Subgroup analysis indicated that the majority of the survival benefit for combined androgen blockade accrued to men with intermediate-risk disease. There was a trend toward improved survival for men with high-risk disease, while those with low-risk disease experienced no benefit with combined therapy compared to EBRT alone. The benefits for combination therapy were observed across age and racial groups.
Acute and delayed grade ≥3 gastrointestinal toxicity was noted in 1% and 3% of patients; three men (0.15%) died of these complications. Acute and delayed grade ≥3 genitourinary toxicity was identified in 2% and 7% of the men. Among the roughly half of patients with good pre-treatment erectile function, 58% noted worse function 1 year after treatment, with no significant difference between the two arms. Fifty-five percent of men on ADT experienced hot flashes, but other effects of ADT appeared minimal. No increase in other-cause mortality was noted in the ADT arm compared to the EBRT-only arm.
Of note, persistent local cancer was identified in the prostate 2 years after treatment in 39% of the EBRT monotherapy group, vs. 20% of the EBRT+NADT group (P<0.001). This raises the concern that the dose of radiation therapy given in this study, over 10 years ago in all cases, would generally be considered suboptimal by contemporary standards. Intensity-modulated radiation therapy and brachytherapy allow delivery of higher doses of radiation to the prostate, and higher doses have been associated with better recurrence-free survival rates, albeit at the cost of greater toxicity.7
On balance, this study adds further support to the assertion that EBRT should be given with ADT for men with intermediate-risk disease, and that combination therapy is not needed for those with low-risk disease. A relatively short duration of treatment (6 months) appears to be adequate for intermediate-risk disease, though this study was not intended to compare short- to long-duration treatment explicitly. For men with locally advanced disease, the RTOG 92-02 and European Organization for Research and Treatment of Cancer 22961 studies have previously showed that longer-duration ADT yields superior outcomes compared to short-duration treatment.8, 9 (Of note, longer-term treatment was not associated with greater cardiovascular mortality.10)
Ultimately, however, RTOG 94-08 does not answer the question of what is the optimal therapy for men with low- to intermediate-risk prostate cancer.
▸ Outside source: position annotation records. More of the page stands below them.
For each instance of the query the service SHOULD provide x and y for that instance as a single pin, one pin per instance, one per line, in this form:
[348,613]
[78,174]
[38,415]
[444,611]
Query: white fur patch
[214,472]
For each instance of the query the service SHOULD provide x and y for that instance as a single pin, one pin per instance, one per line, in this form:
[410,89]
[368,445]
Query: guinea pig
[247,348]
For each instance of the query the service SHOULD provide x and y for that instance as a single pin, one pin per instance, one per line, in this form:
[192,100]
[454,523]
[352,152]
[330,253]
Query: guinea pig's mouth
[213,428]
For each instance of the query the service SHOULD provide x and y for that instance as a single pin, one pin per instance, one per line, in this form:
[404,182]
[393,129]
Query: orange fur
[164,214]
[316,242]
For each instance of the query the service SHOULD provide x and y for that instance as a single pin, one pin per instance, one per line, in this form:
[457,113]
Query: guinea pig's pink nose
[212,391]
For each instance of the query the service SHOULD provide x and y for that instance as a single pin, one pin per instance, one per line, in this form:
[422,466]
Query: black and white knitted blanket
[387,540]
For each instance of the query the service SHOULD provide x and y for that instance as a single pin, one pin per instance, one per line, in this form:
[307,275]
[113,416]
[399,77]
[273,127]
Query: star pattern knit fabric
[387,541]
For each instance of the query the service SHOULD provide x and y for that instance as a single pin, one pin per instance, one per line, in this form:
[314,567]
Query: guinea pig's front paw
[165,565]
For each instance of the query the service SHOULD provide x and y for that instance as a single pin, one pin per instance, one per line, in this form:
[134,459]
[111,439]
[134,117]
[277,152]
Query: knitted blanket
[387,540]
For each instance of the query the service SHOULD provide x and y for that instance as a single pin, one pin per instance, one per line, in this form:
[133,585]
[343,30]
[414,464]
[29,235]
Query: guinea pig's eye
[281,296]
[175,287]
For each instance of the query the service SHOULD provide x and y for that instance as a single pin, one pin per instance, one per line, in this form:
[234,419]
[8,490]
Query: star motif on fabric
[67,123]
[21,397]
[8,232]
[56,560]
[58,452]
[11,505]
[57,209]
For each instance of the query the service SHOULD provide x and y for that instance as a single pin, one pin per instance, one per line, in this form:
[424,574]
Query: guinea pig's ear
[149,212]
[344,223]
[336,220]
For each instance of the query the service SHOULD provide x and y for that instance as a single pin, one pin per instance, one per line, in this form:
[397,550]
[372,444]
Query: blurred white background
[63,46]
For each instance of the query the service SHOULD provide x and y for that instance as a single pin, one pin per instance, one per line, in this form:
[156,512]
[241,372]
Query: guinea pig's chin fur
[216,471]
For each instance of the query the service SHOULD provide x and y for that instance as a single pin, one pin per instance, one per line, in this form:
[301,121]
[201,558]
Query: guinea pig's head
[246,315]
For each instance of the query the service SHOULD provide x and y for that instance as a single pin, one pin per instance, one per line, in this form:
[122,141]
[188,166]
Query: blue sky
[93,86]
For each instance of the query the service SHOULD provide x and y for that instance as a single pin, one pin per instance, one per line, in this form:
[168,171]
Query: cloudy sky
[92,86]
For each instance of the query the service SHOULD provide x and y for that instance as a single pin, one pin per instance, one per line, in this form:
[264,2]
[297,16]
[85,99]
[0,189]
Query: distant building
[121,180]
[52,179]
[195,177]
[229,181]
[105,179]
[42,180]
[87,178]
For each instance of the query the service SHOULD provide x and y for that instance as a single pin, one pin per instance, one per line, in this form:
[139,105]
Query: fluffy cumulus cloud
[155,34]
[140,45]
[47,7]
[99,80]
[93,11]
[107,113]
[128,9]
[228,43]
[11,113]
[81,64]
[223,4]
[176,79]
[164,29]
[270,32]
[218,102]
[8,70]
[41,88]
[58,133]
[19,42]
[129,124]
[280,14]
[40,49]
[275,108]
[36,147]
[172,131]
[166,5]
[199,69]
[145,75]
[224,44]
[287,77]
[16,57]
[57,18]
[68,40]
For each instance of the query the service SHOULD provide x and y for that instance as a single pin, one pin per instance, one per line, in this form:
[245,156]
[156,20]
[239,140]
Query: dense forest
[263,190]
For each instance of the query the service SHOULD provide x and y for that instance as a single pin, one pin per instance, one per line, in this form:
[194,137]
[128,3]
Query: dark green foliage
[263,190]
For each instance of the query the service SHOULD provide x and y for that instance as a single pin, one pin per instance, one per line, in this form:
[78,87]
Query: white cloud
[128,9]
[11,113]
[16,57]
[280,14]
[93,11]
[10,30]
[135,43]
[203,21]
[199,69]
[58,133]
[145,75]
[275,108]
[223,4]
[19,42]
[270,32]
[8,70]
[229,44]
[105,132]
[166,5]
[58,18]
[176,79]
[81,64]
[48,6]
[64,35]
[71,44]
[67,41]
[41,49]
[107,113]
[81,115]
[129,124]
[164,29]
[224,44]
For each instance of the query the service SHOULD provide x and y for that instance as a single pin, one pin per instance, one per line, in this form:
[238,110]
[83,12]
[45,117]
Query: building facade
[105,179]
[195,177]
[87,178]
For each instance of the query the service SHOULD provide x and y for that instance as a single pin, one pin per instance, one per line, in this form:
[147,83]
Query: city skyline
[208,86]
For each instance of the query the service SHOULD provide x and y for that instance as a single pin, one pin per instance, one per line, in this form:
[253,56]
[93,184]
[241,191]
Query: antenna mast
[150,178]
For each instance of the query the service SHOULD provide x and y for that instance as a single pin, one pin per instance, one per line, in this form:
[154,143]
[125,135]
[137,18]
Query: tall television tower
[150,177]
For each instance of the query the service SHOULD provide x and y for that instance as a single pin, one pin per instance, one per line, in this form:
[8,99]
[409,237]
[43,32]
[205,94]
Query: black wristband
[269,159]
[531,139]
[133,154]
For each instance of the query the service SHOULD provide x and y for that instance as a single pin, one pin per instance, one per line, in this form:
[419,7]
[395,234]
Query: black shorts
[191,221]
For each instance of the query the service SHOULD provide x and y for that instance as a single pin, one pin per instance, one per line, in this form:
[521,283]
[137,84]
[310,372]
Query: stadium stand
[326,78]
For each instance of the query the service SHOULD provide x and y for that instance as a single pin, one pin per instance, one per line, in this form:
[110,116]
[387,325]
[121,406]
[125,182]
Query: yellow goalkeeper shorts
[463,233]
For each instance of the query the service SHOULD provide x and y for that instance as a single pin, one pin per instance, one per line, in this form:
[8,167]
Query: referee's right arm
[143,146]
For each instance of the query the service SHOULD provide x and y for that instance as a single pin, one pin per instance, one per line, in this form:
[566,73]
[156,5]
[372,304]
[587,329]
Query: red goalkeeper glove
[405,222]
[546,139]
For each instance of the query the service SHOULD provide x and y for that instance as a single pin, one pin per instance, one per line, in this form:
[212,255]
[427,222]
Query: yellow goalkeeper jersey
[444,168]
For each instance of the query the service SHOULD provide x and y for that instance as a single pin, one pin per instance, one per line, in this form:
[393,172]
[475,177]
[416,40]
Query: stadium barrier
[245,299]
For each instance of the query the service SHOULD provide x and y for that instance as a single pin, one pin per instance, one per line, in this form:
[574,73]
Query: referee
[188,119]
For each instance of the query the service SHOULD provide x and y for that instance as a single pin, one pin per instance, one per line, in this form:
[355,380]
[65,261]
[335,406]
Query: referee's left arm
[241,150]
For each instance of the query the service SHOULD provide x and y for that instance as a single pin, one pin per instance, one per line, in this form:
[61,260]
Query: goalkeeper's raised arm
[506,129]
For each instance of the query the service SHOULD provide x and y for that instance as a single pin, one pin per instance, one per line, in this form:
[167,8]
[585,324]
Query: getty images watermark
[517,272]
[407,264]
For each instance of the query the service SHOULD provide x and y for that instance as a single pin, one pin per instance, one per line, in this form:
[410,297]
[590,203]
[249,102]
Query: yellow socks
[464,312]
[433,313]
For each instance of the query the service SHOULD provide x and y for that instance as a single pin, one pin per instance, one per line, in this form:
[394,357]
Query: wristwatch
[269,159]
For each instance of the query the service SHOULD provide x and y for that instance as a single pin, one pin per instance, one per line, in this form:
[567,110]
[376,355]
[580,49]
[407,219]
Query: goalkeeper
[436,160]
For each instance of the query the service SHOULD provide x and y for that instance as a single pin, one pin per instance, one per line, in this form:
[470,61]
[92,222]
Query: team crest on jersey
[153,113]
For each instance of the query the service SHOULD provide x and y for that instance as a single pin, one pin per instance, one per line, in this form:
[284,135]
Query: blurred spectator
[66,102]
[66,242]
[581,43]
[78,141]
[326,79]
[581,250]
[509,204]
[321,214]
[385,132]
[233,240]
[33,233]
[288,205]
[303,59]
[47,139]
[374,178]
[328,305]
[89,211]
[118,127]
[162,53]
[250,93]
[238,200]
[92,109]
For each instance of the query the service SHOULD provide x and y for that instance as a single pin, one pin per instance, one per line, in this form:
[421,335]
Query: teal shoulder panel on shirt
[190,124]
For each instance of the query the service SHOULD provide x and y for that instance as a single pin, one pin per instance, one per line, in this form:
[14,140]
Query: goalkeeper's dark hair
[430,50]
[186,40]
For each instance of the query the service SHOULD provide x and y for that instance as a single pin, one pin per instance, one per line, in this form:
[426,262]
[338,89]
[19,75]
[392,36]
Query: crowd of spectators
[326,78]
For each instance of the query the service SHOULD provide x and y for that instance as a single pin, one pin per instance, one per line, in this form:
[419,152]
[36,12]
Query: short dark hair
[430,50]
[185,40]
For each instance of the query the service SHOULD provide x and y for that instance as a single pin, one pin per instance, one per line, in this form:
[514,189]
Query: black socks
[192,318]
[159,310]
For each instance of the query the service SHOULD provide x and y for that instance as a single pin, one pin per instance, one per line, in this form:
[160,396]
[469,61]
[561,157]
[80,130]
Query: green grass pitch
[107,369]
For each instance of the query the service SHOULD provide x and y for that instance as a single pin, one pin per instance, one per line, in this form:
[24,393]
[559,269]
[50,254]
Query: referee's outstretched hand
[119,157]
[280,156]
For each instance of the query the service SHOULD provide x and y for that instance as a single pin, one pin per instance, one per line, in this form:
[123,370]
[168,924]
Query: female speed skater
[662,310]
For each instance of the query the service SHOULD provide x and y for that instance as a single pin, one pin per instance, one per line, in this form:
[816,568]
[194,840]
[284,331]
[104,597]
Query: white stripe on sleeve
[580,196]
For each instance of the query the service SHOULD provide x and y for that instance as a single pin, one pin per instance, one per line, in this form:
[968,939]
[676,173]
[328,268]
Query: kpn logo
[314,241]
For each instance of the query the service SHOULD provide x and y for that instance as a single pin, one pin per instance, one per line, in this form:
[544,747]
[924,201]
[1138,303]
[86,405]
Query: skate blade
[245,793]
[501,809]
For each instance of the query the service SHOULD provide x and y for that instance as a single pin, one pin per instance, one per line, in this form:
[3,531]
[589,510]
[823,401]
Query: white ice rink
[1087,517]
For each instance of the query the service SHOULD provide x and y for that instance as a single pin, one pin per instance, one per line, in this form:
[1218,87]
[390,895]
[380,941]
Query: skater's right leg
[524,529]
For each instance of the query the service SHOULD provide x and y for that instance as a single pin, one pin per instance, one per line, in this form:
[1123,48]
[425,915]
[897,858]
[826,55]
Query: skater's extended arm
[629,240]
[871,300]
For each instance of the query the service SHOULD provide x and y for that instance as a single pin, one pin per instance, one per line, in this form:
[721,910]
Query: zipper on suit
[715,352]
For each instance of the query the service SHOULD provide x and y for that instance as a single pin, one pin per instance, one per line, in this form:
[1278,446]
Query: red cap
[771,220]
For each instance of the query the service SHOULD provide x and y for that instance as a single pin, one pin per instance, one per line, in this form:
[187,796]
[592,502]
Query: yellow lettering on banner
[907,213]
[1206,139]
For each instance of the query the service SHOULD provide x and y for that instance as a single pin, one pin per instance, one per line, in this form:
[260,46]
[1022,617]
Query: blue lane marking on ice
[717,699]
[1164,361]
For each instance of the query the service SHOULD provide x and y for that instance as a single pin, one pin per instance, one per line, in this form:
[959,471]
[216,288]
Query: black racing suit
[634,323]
Two recent studies comparing radical prostatectomy to EBRT found superior risk-adjusted, cancer-specific and overall survival outcomes in the surgical arms.11, 12 Of note, in one of these, the radiation was consistently given as intensity-modulated radiation therapy at 77 Gy,12 a higher dose than in RTOG 94-08.1 In both studies, however, most of the difference was seen for men with intermediate- to high-risk disease. Minimal differences were seen for those with low-risk disease. Very few men with low-risk disease in fact die of prostate cancer; most likely would have been well-served with active surveillance as an alternative to any local treatment.13, 14
RTOG 94-08 thus confirms that for men with intermediate-risk prostate cancer, EBRT should be given with ADT, and that the toxicity of the combination compared to EBRT alone appears to be modest. However, whether short-course ADT is equivalent to long-term treatment, and whether EBRT is comparable to brachytherapy, surgery and other alternative modalities, must be the subject of future randomized controlled trials and other comparative effectiveness studies.